Tal movimento, gestado por políticos e partidos alvos dos processos, hoje dá o tom da atuação de ministros, especialmente do Supremo Tribunal Federal (STF), interessados em punir o ex-procurador Deltan Dallagnol, o ex-juiz Sergio Moro e outras autoridades do Ministério Público Federal (MPF) e do Judiciário que trabalharam nos casos.
O recado mais recente veio do ministro Gilmar Mendes, hoje o maior crítico da Lava Jato no STF. No fim de fevereiro, durante sessão da Segunda Turma, ele adiantou que votará a favor da suspensão das multas da Odebrecht combinadas em seu acordo de leniência, celebrada com o MPF e homologadas por Moro.

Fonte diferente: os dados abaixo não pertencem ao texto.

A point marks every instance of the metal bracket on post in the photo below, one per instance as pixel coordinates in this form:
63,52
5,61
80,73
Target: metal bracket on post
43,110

Mas foi além: valendo-se de mensagens dos procuradores captadas por hackers, disse ser preciso fazer uma “comissão da verdade” para esclarecer a conduta dos procuradores e do ex-juiz.
Entre as supostas irregularidades, Gilmar Mendes falou da ausência de previsão legal para o MPF fechar acordos de leniência, cálculos sem critérios para fixar o valor das multas, recebimento antecipado de cópia dos sistemas da empreiteira que registravam pagamentos a políticos e o transporte das mídias em sacolas de supermercado. “Acho que o Ministério Público precisaria liderar isso, em defesa do bom nome da instituição. É urgente que o CNMP [Conselho Nacional do Ministério Público] faça algo”, pressionou.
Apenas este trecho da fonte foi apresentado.